Can $\sum_n \frac{1}{x_{n_{ik}}}$ still diverge if $\sum_n \frac{1}{x_{n_{i}}}$ diverge and $x_n$ is nondecreasing?

Question

Let $(x_n)_{n\in\Bbb N}$ be a nondecreasing sequence of positive real numbers and suppose that there exists a sequence $(n_i)_{i\in\Bbb N}$ such that $$\sum_{i=1}^\infty \frac{1}{x_{n_i}} = +\infty.$$ Can I conclude that, for all $k$ big, the series $$\sum_{i=1}^\infty \frac{1}{x_{n_{ki}}}$$ diverges as well or there are counterexamples?

It seems counter-intuitive to me that we still have $\sum_{i=1}^\infty 1/{x_{n_{ki}}}$ even if $k$ is big, but I couldn't find a counterexample so I guess it can be somehow proved.

Answer 1

Yes, it diverges as well: here's a proof. Lets write $y_i = x_{n_i}$ because there are too many subscripts and the first subsequence $n_i$ is not important at all.

Since $y_i$ is non-decreasing, for the $k$ indices $j=ki+1,\dots,k(i+1)$, we have $$ y_{ki} \le y_j \iff \frac1{y_j} \le \frac1{y_{ki}}$$ which means that, since $k$ is fixed, $$\sum_{j=ki+1}^{k(i+1)} \frac1{y_j} \le \frac{k}{y_{ki}} $$ Taking a sum from $i=1$ to $N$,
$$ \sum_{i=1}^{N-1}\frac k{y_{ki}} \ge \sum_{i=1}^N \sum_{j=ki+1}^{k(i+1)} \frac1{y_j} = \sum_{\iota=k+1}^{k(N+1)}\frac1{y_\iota} \xrightarrow[N\to\infty]{} \infty .$$

Therefore $ \sum_{i=1}^{\infty}\frac 1{y_{ki}}=\infty$ as well.

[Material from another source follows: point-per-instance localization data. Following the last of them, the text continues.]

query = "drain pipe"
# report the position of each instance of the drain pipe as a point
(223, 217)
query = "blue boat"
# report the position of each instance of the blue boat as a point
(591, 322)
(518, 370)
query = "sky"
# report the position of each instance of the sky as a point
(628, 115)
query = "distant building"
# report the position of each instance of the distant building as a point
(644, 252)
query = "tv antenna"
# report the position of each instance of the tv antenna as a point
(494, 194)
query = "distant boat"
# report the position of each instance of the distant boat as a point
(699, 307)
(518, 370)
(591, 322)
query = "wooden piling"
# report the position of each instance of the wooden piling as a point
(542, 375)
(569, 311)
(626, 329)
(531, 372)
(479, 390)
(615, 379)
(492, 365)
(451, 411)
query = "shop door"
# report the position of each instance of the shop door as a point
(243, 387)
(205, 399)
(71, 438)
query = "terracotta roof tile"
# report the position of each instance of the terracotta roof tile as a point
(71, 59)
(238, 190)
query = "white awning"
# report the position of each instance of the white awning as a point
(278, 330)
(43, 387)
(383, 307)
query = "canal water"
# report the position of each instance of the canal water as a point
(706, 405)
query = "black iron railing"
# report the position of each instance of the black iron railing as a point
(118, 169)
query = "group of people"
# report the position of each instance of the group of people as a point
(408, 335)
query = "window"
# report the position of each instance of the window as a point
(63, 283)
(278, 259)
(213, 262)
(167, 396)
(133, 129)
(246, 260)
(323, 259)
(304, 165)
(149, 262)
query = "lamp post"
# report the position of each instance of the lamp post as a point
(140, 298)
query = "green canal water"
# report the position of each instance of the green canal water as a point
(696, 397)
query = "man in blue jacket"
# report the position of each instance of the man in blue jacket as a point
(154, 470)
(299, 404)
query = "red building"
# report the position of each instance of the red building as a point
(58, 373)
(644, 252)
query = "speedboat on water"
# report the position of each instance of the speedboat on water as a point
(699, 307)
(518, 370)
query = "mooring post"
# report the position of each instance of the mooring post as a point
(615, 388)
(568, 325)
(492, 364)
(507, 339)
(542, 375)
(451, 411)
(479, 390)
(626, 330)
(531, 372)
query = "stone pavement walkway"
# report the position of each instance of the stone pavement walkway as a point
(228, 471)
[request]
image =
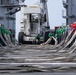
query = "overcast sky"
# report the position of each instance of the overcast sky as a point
(55, 8)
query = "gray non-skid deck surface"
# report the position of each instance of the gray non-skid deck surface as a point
(35, 58)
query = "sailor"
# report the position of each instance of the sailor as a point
(59, 33)
(37, 38)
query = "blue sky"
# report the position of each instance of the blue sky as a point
(55, 8)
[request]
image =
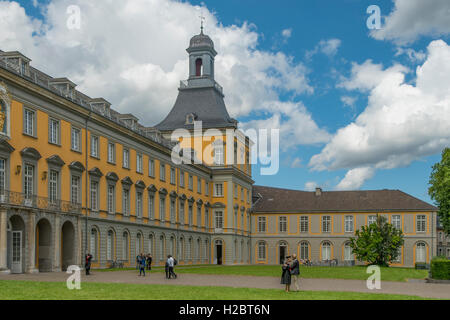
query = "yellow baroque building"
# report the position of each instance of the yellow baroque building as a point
(78, 177)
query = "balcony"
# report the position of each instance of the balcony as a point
(16, 199)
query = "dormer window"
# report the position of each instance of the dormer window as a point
(198, 67)
(190, 118)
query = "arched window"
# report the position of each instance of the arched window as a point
(304, 250)
(125, 246)
(150, 244)
(348, 252)
(161, 248)
(94, 244)
(326, 251)
(421, 252)
(198, 67)
(110, 246)
(261, 250)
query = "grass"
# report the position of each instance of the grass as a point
(350, 273)
(28, 290)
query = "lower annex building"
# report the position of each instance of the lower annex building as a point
(78, 177)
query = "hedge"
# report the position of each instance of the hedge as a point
(440, 268)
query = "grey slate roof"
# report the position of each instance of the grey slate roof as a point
(283, 200)
(206, 103)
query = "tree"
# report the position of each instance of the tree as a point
(440, 189)
(378, 243)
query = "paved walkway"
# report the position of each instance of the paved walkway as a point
(407, 288)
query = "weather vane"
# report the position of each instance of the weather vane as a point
(202, 19)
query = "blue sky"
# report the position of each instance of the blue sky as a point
(307, 25)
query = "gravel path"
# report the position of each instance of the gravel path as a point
(407, 288)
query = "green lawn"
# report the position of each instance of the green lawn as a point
(355, 273)
(27, 290)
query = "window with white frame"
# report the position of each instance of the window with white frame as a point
(126, 159)
(261, 250)
(218, 155)
(348, 252)
(151, 206)
(283, 224)
(94, 195)
(262, 224)
(139, 163)
(162, 208)
(218, 190)
(94, 147)
(109, 246)
(75, 189)
(29, 121)
(162, 171)
(304, 224)
(219, 219)
(181, 179)
(54, 131)
(326, 251)
(139, 203)
(199, 185)
(421, 250)
(111, 152)
(421, 223)
(397, 222)
(349, 225)
(326, 224)
(126, 201)
(371, 219)
(172, 176)
(94, 243)
(191, 182)
(111, 199)
(53, 182)
(151, 168)
(76, 139)
(304, 250)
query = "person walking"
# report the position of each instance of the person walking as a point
(149, 262)
(87, 263)
(286, 274)
(171, 264)
(142, 261)
(295, 271)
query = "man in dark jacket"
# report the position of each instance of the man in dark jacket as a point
(295, 271)
(87, 263)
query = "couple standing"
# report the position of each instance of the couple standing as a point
(291, 269)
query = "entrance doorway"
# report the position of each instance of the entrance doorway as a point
(283, 252)
(219, 252)
(67, 245)
(16, 245)
(43, 246)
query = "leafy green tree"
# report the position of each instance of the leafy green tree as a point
(378, 243)
(440, 189)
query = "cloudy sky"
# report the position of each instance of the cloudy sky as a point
(356, 108)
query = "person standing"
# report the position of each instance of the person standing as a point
(149, 262)
(171, 264)
(295, 271)
(142, 261)
(87, 263)
(286, 274)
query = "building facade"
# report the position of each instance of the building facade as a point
(78, 177)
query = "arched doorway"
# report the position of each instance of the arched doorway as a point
(44, 246)
(16, 245)
(283, 250)
(67, 245)
(219, 252)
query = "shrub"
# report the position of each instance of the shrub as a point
(440, 268)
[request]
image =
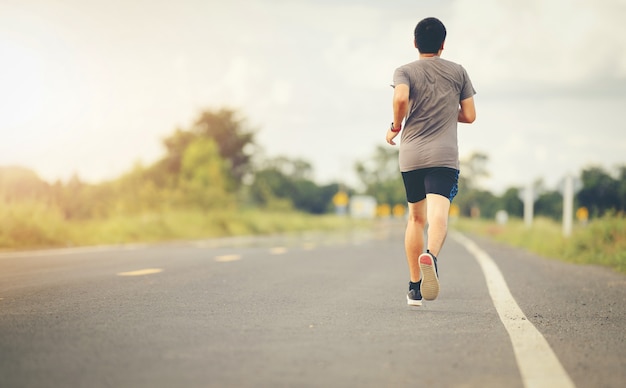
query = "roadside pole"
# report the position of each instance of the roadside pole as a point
(568, 205)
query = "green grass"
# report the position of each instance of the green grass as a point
(602, 241)
(34, 225)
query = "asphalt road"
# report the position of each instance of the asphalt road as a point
(307, 311)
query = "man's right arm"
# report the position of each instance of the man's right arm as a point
(467, 112)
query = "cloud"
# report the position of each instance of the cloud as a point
(553, 43)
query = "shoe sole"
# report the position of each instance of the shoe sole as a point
(430, 283)
(412, 302)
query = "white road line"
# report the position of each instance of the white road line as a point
(141, 272)
(278, 250)
(227, 258)
(536, 361)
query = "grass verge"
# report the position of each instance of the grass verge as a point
(602, 241)
(34, 226)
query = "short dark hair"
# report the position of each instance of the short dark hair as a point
(429, 35)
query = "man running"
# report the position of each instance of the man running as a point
(431, 95)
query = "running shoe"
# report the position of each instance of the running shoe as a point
(414, 298)
(430, 279)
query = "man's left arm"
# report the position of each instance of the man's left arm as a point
(400, 109)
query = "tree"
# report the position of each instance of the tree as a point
(233, 138)
(204, 180)
(225, 128)
(600, 191)
(285, 183)
(381, 177)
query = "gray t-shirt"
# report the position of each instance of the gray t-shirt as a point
(429, 137)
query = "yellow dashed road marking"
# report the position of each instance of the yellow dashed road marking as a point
(278, 250)
(141, 272)
(227, 258)
(308, 246)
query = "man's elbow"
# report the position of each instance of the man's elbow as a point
(467, 118)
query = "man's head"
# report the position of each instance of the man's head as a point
(430, 34)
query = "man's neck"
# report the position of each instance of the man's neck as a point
(430, 55)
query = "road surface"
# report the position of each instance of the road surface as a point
(306, 311)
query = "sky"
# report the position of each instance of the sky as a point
(92, 87)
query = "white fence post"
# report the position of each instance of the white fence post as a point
(568, 205)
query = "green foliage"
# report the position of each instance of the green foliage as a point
(381, 178)
(204, 176)
(601, 192)
(284, 183)
(601, 242)
(30, 223)
(34, 225)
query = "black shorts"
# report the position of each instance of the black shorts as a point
(433, 180)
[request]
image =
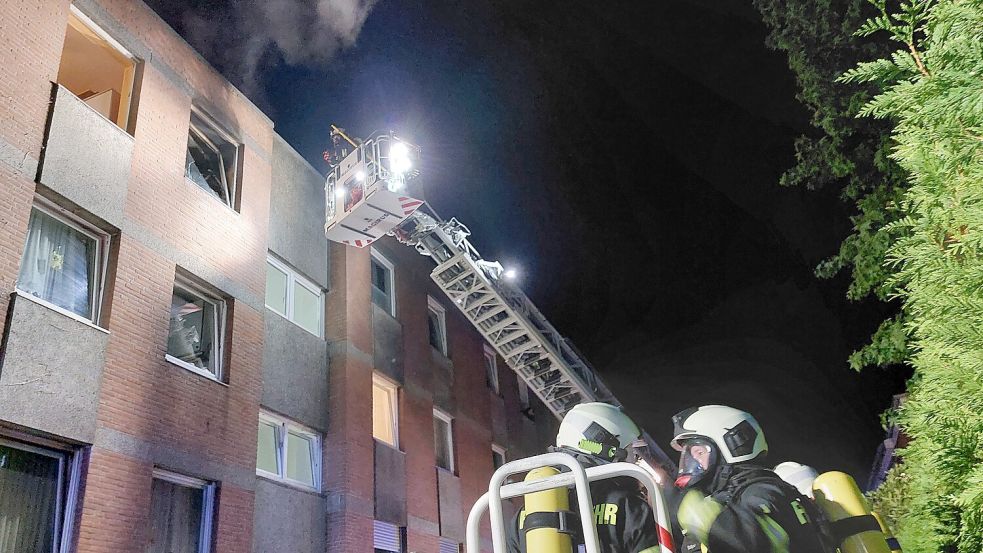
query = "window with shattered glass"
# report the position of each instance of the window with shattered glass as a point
(212, 159)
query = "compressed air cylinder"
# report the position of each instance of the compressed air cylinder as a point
(892, 542)
(546, 540)
(839, 497)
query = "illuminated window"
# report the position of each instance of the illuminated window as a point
(212, 159)
(288, 452)
(385, 411)
(443, 438)
(97, 69)
(294, 297)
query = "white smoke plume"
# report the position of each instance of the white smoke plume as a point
(245, 36)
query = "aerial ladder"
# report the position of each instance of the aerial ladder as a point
(366, 198)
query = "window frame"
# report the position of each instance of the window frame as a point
(68, 487)
(101, 259)
(497, 449)
(207, 523)
(491, 369)
(446, 417)
(434, 307)
(392, 389)
(376, 256)
(295, 278)
(125, 115)
(284, 427)
(220, 309)
(231, 184)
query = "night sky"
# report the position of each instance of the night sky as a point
(625, 157)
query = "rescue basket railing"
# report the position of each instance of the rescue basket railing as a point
(577, 478)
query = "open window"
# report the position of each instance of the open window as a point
(97, 69)
(212, 161)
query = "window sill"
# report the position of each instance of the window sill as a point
(220, 202)
(284, 317)
(191, 368)
(293, 485)
(60, 310)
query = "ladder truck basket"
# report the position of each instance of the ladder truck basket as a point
(577, 478)
(365, 195)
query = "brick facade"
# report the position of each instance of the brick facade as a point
(152, 414)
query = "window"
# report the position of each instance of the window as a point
(212, 159)
(382, 283)
(63, 262)
(491, 369)
(197, 330)
(437, 325)
(443, 440)
(388, 538)
(293, 296)
(38, 487)
(97, 69)
(385, 411)
(498, 456)
(288, 452)
(181, 514)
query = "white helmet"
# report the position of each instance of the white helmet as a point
(737, 435)
(799, 475)
(598, 429)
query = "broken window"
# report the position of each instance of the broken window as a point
(212, 159)
(97, 69)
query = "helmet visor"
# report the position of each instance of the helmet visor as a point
(696, 459)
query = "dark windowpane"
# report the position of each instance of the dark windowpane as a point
(192, 330)
(175, 513)
(28, 500)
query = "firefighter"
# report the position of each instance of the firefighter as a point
(731, 504)
(598, 433)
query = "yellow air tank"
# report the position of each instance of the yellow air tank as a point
(855, 528)
(548, 539)
(892, 542)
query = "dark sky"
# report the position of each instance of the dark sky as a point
(625, 156)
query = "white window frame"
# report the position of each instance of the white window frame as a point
(221, 322)
(391, 280)
(434, 307)
(438, 414)
(102, 240)
(124, 113)
(393, 388)
(294, 278)
(66, 496)
(231, 181)
(283, 427)
(501, 451)
(492, 357)
(207, 503)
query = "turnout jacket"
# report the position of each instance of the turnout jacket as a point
(623, 518)
(761, 514)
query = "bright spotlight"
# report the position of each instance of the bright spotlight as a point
(399, 158)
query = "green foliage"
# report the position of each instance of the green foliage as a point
(933, 94)
(846, 152)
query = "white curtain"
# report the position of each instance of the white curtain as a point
(175, 515)
(58, 264)
(28, 496)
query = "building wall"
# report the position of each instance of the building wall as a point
(105, 389)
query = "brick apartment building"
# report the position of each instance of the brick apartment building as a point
(187, 364)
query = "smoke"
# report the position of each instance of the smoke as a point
(247, 36)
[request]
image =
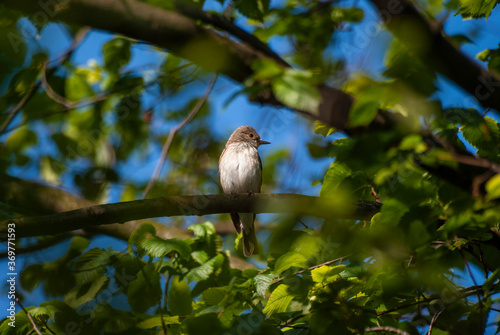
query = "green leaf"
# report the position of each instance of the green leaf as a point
(333, 177)
(294, 90)
(82, 294)
(288, 260)
(266, 69)
(204, 271)
(262, 283)
(202, 229)
(324, 273)
(347, 14)
(144, 291)
(322, 129)
(206, 324)
(156, 321)
(146, 230)
(179, 297)
(253, 9)
(77, 87)
(279, 300)
(214, 295)
(476, 8)
(112, 320)
(493, 187)
(158, 247)
(492, 56)
(391, 213)
(91, 265)
(362, 112)
(20, 140)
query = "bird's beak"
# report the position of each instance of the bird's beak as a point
(263, 142)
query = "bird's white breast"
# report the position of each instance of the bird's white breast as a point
(240, 169)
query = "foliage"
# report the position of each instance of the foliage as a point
(413, 266)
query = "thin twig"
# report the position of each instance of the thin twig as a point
(386, 329)
(485, 111)
(290, 321)
(433, 321)
(463, 293)
(76, 41)
(29, 317)
(168, 143)
(18, 107)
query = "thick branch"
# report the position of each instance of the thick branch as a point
(44, 199)
(427, 40)
(214, 52)
(188, 205)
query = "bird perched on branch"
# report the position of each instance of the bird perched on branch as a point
(240, 171)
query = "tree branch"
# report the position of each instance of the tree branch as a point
(168, 142)
(44, 199)
(188, 205)
(405, 21)
(214, 52)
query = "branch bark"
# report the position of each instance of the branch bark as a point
(214, 52)
(405, 22)
(98, 215)
(44, 199)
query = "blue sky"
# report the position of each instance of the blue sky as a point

If instead of $i$, you put a function of $i$ (e.g. $i^2$) then something else could happen.

Answer 2

An obvious answer is if $x_n$'s are bounded above (non-decreasing, or even increasing does not guarantee unboundedness), say $x_n\leq \beta$, then for any infinite subset $S\subseteq\mathbb{N}$, $\sum_{n\in S} \frac{1}{x_n} \to\infty$.

Now if we assume that $x_n$'s are unbounded, taking $x_n=n$ will give you an example for your question.